John L. Jifon, James P. Syvertsen, and Eric Whaley
Correlations between extractable leaf chlorophyll (Chl) concentration and portable, nondestructive leaf “greenness” meter readings imply that such estimates can be used as surrogate measurements of leaf nitrogen (N) status. However, few studies have actually found a direct relationship between Chl meter readings and leaf N. We evaluated the utility of two handheld transmittance-based Chl content meters (SPAD-502, Minolta Corp. and CCM-200, Opti-Sciences) and one reflectance-based meter (Observer, Spectrum Technologies), in estimating Chl and N concentrations in intact leaves of several citrus cultivars. Total Chl determined analytically, correlated well with nondestructive Chl meter readings (r 2: 0.72 to 0.97; P < 0.0001), but regression models differed among cultivars using the same meter and also among meters for a given cultivar.
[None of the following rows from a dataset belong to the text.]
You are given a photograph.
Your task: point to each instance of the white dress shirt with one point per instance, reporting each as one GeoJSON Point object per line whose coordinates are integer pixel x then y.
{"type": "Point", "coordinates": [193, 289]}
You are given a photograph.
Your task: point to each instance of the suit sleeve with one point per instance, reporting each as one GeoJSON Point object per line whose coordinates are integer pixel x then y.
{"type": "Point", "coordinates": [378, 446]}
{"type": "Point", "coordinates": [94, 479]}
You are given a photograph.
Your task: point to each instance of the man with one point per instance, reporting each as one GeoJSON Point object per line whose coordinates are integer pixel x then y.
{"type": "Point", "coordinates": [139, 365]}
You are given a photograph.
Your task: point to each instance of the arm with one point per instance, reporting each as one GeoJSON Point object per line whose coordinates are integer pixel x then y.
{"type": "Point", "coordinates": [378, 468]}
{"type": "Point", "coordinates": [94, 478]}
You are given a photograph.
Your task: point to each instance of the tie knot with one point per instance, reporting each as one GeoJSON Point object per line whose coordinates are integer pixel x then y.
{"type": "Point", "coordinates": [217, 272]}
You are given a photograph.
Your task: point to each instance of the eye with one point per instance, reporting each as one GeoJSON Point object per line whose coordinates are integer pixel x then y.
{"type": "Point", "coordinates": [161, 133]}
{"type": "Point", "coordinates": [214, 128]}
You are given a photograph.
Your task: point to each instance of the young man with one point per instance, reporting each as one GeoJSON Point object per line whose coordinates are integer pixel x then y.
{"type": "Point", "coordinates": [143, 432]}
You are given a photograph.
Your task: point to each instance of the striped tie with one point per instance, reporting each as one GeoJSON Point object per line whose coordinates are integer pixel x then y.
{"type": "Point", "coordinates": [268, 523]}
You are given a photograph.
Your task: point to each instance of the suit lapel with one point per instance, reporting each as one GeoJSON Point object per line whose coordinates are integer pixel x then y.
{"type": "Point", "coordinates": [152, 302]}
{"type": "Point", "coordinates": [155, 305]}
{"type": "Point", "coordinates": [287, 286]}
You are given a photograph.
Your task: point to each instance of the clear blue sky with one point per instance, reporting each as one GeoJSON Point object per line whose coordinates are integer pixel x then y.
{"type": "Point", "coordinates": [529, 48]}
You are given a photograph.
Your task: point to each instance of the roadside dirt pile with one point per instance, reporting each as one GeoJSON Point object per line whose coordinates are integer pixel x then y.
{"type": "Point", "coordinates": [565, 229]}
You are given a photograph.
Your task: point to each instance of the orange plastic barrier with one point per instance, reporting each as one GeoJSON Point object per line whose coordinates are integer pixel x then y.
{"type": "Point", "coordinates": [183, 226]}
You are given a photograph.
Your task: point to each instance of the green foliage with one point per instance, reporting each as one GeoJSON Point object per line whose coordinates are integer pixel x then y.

The relationships were generally more linear and stronger at low Chl concentrations (<0.5 mmol·m-2) than at higher Chl concentrations, reflecting increased variability in Chl meter readings with increasing leaf Chl. Significant relationships between Chl meter readings and measured leaf N concentrations were also found in all the cultivars tested (r 2: 0.23 to 0.69; P < 0.01), but the data were more variable than those for Chl. Field-grown leaves were significantly thicker and had higher Chl meter readings than greenhouse-grown leaves of similar Chl or N concentrations. The results suggest that nondestructive Chl content meters can overestimate Chl and N in thicker leaves and/or leaves with high Chl concentrations. A single prediction equation derived from a wide range of Chl or N concentrations could be applicable across the range of citrus cultivars when grown in the same environment. Potential limitations associated with leaf thickness as influenced by environmental factors may necessitate the development of more specific calibration equations.